At least give me a little credit. I pushed him out of some speeding traffic that might have gotten him killed. In that brief moment of insanity, I was thinking of Morton most of all.
14
Wilson
One awesome thing about coming home: I forget, when I’m in Berkeley, just how incredible the women are in New York. Entirely different thing. Not so wholesome, for starters. And that can be really, really nice. Except of course that part of the point of my coming east for a few days was to get away from Anne-Marie and cool my jets.
So far? Jets are decidedly not cool. Already I met a woman by the boathouse and had her up to 744 before lunch. Did her in my childhood bedroom. I’ve also got several promising phone numbers that I’m safeguarding; well, I’m telling myself I’m not going to call but I don’t seem to be deleting them from my phone, so….
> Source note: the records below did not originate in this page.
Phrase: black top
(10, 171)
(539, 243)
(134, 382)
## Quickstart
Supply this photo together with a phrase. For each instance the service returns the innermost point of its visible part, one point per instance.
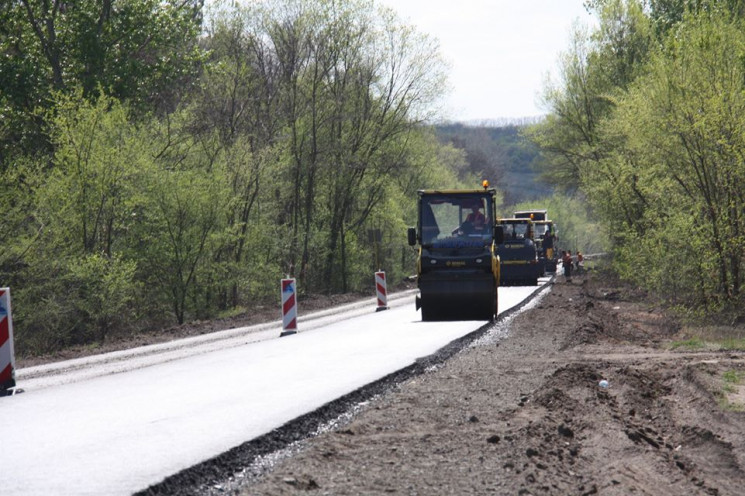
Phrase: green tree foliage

The other reason I came home was to sit down face to face with Caro and see if she could help me fill in some of these memory gaps. She was a bitch on the phone but the phone’s never been her best thing. Caro’s one of those people it’s usually better to communicate with in person, though once we were face to face she didn’t give me any openings to ask anything. One short conversation and boom! She leaves the country.
Once, about four or five years ago, Caroline and I went to Paris together, just the two of us. We stayed at the Georges V, spent boatloads of Gordon’s money on dinners and champagne, and hung out at clubs until dawn. Just acting like trashy rich Americans, which was totally entertaining. She can be
fun, you know, though you can’t count on her for shit.
Later on I’m meeting Gordon for dinner downtown before he flies off for a quick pre-Christmas business trip. I’d like to video chat with Rebecca now, but with the time difference, she’s still at work. I shower and change and still have time to kill before leaving to meet Gordon. It’s too cold to head down early and wander the streets after dark, so I plop down on the sofa, the one with eider-down pillows imported from England, and mess around on my phone. I should have known better because Mummy can sense when someone is alone, even when she’s passed out all the way down the corridor in her bedroom with the door shut. It’s like she can feel you sitting there without company and she’ll come barreling out, ready to pounce.
“Wilson,” she says, leaning in the doorway of the living room, as though picking up a conversation that had only been interrupted for a few moments.
“Mummy!” I say. “You look stunning this evening. Going out?” I felt I had to say something. She’s wearing sequins, for God’s sake.
“Remember Jamaica?” she says, hanging on to that doorjamb like it’s the only thing keeping her from evaporating into thin air.
“‘Course I do. Come sit down. Would you like some tea or something? Can I fix you a snack?”
“You take such good care of me,” she says, swaying slightly as she manages to leave the doorjamb behind and set sail for the sofa. “You’re the only one who does. Your father…”
I intend to make a good-natured chuckle but it comes out as a bray. “Gordon is Gordon. No point wishing he were something he’s not.” Suddenly I’m seeing Sandie Shearer sitting next to Mummy, watching the two of us. I get all self-conscious, but I sort of like that she’s there even though her owl-eyes blink at me with never a hint of being amused by anything.
Mummy puts her hand on my cheek which makes me intensely uncomfortable.